Вместо рюмки он взял стаканчик с соком.
— Не хотите коньяка?
— Нет! С вами бы я выпил, Соня! А один — не хочу!
Она строго поджала губы:
— Нам не положено! Мы при деле.
«Мы при деле»! «Мы». Сколько уже лет Соня в Асибии, а себя от соотечественников не отделила, наоборот, всеми способами ищет возможность ощутить это спасительное для нее «мы». Сама напросилась помогать посольским женщинам в обслуживании приема, хотя явилась на прием с мужем официально приглашенной гостьей. И рада-радешенька, что сейчас «при деле».
— А где Исифу?
Она повела подбородком в сторону толпы:
— Там где-то. Моего хлебом не корми, дай только пообщаться.

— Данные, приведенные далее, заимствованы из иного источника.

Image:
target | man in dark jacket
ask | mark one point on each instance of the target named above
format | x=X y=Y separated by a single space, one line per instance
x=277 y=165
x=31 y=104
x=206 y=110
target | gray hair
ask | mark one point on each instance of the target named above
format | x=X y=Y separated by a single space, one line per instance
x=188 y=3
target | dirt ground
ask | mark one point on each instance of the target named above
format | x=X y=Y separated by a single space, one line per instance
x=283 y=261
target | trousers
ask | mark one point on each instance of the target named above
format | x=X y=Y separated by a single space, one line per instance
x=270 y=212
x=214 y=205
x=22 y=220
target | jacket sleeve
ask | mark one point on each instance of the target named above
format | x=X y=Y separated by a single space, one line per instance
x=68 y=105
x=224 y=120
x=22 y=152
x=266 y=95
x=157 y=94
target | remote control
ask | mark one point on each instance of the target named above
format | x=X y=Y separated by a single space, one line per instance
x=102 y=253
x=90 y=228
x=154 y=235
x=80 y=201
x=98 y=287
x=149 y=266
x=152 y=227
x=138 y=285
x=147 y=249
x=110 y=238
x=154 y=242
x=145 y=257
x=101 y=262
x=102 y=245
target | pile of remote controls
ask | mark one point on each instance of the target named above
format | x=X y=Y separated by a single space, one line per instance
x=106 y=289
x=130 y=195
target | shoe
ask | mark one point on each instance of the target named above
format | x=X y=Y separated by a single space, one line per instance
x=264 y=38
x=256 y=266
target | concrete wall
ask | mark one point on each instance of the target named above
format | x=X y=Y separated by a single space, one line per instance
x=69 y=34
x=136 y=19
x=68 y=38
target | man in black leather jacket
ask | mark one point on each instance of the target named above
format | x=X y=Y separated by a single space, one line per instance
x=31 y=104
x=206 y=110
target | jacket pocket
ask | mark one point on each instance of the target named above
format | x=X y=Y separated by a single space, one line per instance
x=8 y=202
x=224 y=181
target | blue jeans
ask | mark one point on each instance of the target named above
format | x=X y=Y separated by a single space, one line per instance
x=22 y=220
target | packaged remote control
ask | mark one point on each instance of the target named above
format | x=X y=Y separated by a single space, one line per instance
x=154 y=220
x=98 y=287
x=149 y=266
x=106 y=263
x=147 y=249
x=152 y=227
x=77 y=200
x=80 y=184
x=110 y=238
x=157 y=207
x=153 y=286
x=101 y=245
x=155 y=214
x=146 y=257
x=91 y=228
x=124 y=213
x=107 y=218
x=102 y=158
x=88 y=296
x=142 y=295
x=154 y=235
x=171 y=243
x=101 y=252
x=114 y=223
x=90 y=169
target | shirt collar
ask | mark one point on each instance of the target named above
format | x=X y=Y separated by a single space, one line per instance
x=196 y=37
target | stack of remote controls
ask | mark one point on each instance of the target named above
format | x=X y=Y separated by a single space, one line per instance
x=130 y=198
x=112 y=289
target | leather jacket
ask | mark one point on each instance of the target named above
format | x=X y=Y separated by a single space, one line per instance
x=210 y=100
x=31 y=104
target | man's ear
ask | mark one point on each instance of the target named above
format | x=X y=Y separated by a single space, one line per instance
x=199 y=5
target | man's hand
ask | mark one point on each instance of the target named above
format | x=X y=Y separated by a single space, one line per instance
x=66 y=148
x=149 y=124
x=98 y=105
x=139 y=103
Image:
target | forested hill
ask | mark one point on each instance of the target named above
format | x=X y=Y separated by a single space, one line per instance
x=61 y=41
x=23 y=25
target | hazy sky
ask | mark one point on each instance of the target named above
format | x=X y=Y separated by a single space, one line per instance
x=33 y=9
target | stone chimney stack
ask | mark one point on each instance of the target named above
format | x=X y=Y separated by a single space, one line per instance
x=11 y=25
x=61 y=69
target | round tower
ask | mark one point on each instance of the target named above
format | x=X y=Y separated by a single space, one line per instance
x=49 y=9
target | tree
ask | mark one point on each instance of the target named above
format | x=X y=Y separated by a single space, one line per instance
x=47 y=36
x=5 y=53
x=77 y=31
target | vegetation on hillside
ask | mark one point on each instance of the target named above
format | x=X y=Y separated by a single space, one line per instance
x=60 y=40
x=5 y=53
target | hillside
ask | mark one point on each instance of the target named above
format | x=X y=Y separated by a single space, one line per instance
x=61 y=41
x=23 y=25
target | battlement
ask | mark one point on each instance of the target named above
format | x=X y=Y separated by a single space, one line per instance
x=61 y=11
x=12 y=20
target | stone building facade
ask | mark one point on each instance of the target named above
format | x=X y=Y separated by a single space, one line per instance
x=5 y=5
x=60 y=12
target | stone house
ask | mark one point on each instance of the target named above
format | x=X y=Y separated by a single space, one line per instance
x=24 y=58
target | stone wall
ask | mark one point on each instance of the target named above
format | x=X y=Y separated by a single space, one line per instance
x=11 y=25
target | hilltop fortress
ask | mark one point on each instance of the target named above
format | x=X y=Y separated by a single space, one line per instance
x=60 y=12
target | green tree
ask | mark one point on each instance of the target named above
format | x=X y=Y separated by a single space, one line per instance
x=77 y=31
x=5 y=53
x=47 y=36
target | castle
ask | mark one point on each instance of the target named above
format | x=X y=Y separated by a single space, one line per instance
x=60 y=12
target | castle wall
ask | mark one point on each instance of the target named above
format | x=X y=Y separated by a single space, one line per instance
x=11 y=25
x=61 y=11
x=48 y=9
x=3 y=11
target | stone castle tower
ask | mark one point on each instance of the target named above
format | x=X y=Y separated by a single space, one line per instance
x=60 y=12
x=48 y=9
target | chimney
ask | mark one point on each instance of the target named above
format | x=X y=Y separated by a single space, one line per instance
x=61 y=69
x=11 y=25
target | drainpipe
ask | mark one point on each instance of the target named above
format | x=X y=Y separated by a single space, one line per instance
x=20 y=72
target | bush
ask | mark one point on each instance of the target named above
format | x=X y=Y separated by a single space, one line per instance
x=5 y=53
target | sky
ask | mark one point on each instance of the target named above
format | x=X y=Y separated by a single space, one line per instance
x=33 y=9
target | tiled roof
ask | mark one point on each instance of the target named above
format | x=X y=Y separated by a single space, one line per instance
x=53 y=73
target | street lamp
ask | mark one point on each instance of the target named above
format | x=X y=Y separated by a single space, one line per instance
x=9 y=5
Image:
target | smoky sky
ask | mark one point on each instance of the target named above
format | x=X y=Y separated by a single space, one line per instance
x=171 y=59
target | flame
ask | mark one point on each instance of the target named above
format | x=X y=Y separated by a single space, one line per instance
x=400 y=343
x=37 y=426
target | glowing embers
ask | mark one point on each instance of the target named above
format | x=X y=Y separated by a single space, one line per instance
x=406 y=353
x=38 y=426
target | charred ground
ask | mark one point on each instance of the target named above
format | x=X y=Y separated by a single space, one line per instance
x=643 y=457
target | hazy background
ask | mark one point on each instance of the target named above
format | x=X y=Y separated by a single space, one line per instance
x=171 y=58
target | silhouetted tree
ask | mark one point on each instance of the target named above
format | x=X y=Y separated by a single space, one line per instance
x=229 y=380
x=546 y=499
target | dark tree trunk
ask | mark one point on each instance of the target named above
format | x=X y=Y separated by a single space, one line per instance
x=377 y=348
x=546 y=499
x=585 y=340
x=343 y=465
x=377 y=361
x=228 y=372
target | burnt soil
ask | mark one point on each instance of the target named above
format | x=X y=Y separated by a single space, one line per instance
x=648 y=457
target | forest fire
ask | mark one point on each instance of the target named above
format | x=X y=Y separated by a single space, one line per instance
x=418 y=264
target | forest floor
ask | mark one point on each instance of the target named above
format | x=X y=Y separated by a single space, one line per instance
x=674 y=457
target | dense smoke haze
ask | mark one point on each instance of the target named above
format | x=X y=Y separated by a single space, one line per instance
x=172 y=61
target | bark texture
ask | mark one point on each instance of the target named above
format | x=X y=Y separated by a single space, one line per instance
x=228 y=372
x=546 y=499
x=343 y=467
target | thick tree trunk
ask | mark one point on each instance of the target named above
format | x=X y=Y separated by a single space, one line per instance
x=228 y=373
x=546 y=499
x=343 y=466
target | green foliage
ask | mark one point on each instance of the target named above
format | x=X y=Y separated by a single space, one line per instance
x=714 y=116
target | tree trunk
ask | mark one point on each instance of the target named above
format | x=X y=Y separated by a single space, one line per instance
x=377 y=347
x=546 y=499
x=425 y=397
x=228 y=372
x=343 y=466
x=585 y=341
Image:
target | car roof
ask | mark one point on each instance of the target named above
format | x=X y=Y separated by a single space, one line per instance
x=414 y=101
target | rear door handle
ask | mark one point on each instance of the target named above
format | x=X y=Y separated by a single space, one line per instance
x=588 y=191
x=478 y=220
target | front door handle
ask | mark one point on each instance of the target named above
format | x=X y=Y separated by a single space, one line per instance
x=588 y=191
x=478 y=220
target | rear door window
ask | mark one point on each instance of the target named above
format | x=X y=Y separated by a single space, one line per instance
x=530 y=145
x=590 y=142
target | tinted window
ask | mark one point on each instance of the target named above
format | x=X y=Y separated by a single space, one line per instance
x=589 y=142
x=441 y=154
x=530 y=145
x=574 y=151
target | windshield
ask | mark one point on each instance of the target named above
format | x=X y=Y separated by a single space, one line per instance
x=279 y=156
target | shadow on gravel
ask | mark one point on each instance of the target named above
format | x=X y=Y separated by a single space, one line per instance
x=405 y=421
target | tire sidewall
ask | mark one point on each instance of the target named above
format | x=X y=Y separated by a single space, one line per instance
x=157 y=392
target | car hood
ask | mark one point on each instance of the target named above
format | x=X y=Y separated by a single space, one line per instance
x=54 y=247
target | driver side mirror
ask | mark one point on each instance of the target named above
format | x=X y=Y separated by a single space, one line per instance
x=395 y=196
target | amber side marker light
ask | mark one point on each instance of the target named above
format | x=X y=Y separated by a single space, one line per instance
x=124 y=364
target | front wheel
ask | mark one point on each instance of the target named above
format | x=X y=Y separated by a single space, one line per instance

Антонов в душе похвалил себя: сумел убедить посла пригласить на прием семью Медейрос.
— Что я вижу! Сам господин консул только что до дна публично опрокинул бокал… сока! — К нему шла жена. — Вам же не положено! Ни при каких обстоятельствах. Даже сока. Только пригублять!
Ольга на этот раз, судя по всему, не только пригубляла, и Антонов хмуро сказал:
— Ты больше не пей!
Ольга приложила два пальца к виску:
— Слушаюсь, товарищ консул! Завязала! Смотри!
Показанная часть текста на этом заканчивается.